Methodology
How MediaReceipts selects claims, assigns verdicts, and maintains the quality and fairness of its record. Every element of this process is public and auditable.
Two real claims, one from Fox News, one from CNN, walk through every step of the pipeline, from broadcast to published verdict. Same methodology, same standard, applied identically.
Read the full walkthrough →What counts as a claim
Not everything said on air is a factual claim. MediaReceipts tracks only verifiable factual assertions: statements that make a specific, testable claim about the world that can be confirmed or contradicted using authoritative sources.

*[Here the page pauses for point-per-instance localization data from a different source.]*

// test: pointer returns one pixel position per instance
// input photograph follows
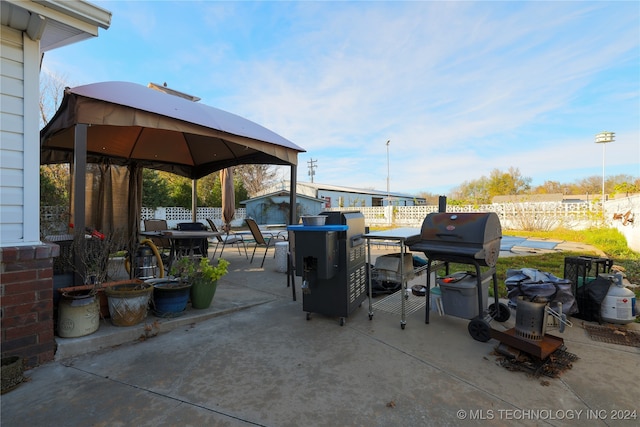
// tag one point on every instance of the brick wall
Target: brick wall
(26, 292)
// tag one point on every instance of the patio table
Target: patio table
(192, 237)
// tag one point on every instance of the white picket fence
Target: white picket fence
(514, 216)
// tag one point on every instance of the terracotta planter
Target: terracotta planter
(12, 370)
(102, 297)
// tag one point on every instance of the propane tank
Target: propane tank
(619, 306)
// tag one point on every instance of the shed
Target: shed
(273, 208)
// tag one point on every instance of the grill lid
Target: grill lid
(469, 235)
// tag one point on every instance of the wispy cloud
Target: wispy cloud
(460, 88)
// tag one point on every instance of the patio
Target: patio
(253, 359)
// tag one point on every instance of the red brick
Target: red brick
(9, 254)
(26, 252)
(17, 275)
(22, 320)
(26, 330)
(16, 288)
(19, 309)
(9, 345)
(46, 336)
(19, 299)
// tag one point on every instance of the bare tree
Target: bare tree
(256, 177)
(51, 94)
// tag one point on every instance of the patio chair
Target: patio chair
(162, 243)
(228, 239)
(266, 240)
(192, 246)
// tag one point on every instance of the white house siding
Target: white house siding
(15, 124)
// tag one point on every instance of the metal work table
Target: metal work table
(404, 237)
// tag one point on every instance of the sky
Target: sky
(458, 88)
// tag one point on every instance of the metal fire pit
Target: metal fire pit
(465, 238)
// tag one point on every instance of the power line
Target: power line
(312, 168)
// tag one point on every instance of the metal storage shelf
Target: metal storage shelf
(403, 236)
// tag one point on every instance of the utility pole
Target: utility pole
(388, 195)
(312, 168)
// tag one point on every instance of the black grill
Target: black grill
(467, 238)
(475, 236)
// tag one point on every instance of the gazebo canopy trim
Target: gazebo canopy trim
(130, 123)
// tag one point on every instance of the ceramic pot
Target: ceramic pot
(129, 302)
(78, 313)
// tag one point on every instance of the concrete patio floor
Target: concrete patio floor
(254, 359)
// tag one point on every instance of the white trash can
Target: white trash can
(281, 256)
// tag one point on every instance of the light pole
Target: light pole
(388, 196)
(604, 138)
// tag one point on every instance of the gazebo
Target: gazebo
(119, 128)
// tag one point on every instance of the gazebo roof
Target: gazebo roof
(131, 123)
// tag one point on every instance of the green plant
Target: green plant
(183, 269)
(190, 269)
(210, 272)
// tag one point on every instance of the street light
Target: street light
(604, 138)
(388, 196)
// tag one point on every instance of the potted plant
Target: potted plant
(79, 307)
(204, 281)
(170, 295)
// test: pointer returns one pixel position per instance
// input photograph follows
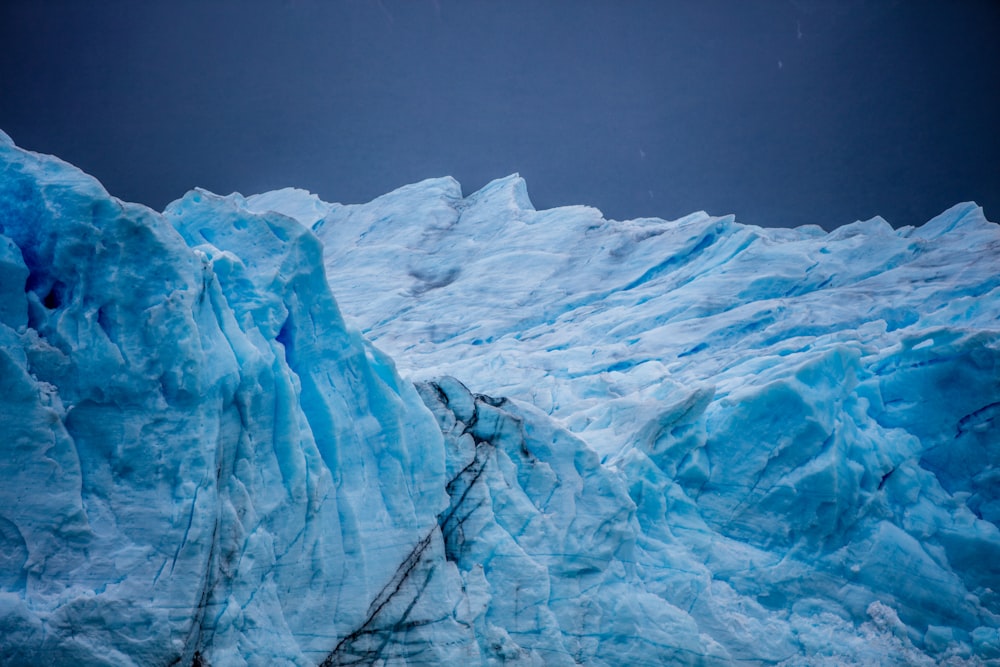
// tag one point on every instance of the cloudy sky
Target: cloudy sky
(783, 112)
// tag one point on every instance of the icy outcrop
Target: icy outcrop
(698, 442)
(201, 465)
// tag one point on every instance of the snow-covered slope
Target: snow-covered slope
(644, 442)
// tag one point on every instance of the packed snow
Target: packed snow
(533, 437)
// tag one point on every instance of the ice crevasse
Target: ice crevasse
(533, 437)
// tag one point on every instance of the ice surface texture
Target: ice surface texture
(696, 442)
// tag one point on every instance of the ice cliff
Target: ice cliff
(607, 443)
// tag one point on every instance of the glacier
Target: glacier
(448, 429)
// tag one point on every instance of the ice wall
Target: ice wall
(648, 442)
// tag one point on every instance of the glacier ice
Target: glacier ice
(574, 440)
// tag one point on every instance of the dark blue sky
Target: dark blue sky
(784, 112)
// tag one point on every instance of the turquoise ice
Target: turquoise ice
(533, 437)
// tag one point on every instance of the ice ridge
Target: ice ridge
(646, 442)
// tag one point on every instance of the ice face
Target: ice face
(199, 459)
(698, 442)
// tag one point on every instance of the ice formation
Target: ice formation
(607, 443)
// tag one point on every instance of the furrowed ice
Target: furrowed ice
(578, 440)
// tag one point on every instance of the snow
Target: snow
(574, 440)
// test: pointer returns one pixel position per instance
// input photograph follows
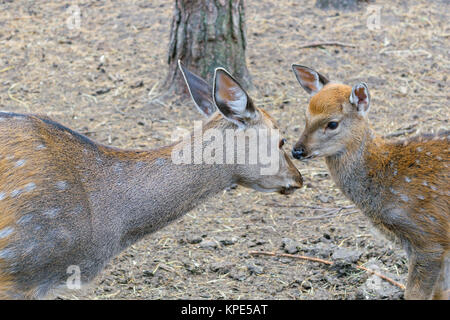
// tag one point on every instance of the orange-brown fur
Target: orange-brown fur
(330, 100)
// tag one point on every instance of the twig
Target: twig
(326, 43)
(326, 215)
(274, 254)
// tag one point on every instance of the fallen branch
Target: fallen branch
(274, 254)
(326, 43)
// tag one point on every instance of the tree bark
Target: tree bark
(206, 34)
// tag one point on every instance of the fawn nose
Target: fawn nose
(299, 152)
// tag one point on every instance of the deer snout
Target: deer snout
(299, 152)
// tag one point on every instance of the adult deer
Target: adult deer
(66, 200)
(402, 186)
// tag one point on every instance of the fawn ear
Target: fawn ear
(231, 100)
(200, 91)
(360, 98)
(310, 80)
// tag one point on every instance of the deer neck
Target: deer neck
(355, 171)
(137, 194)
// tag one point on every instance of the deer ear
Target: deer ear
(200, 91)
(310, 80)
(360, 98)
(231, 100)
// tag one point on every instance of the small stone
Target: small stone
(237, 275)
(289, 245)
(227, 241)
(193, 239)
(208, 244)
(324, 198)
(221, 267)
(254, 269)
(346, 255)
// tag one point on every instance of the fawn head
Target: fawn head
(336, 117)
(231, 112)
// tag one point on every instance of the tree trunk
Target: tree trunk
(206, 34)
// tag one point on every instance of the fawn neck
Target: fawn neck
(352, 171)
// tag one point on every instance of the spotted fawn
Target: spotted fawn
(66, 200)
(401, 186)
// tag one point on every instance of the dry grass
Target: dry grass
(90, 79)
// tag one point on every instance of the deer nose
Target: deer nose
(299, 152)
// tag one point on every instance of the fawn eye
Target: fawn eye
(332, 125)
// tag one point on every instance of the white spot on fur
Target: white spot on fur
(20, 162)
(61, 185)
(6, 232)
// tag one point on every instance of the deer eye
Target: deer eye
(332, 125)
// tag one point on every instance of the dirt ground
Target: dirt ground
(104, 80)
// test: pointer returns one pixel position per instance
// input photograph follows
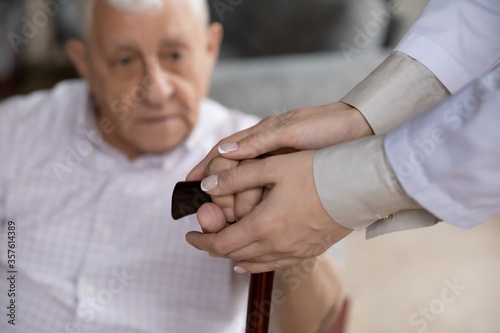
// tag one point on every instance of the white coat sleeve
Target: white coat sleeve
(448, 159)
(457, 40)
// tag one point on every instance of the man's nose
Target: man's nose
(159, 87)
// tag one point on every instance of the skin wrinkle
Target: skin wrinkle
(147, 74)
(136, 6)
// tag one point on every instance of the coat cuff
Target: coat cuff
(356, 183)
(397, 90)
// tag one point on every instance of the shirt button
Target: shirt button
(167, 166)
(89, 290)
(105, 232)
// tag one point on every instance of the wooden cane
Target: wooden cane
(187, 198)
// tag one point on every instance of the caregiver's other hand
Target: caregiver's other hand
(310, 128)
(286, 227)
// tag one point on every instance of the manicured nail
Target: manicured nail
(228, 147)
(240, 270)
(209, 183)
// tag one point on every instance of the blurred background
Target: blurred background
(283, 54)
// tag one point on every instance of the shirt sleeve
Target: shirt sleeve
(457, 40)
(4, 158)
(448, 158)
(356, 184)
(397, 90)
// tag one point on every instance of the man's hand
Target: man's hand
(227, 208)
(286, 227)
(302, 129)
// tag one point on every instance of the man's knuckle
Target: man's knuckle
(219, 249)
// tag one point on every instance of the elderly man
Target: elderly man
(86, 176)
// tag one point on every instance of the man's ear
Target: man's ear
(78, 56)
(215, 36)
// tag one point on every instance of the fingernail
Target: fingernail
(209, 183)
(240, 270)
(228, 147)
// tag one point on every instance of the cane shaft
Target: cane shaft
(259, 302)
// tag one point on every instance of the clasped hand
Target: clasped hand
(281, 220)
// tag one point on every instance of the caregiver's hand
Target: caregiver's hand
(287, 226)
(310, 128)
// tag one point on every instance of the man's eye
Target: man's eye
(124, 62)
(175, 56)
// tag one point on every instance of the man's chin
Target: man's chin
(158, 147)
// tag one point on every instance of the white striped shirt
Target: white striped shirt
(96, 248)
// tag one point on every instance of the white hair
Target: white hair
(136, 6)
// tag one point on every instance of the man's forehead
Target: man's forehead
(95, 7)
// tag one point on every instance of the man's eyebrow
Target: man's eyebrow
(123, 47)
(173, 42)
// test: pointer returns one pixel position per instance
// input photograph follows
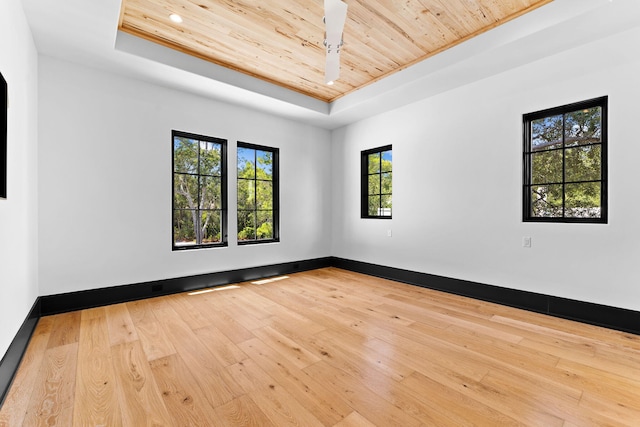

A valid claim has three elements: an identifiable subject, a statement about a concrete fact, and enough specificity that a fact-checker knows what to look for. The question we ask is: could a trained researcher determine whether this statement is true or false by consulting primary sources? If yes, it's in scope.
- Specific statistics and figures ("unemployment fell to 3.4%")
- Claims about events ("the Senate voted 62–38")
- Official findings and rulings ("the court ruled X unconstitutional")
- Attributions ("the President said…", when the quote is checkable)
- Claims about capabilities or institutional facts
- Polling and survey data citations
- Opinions, predictions, and value judgments ("this is a disaster")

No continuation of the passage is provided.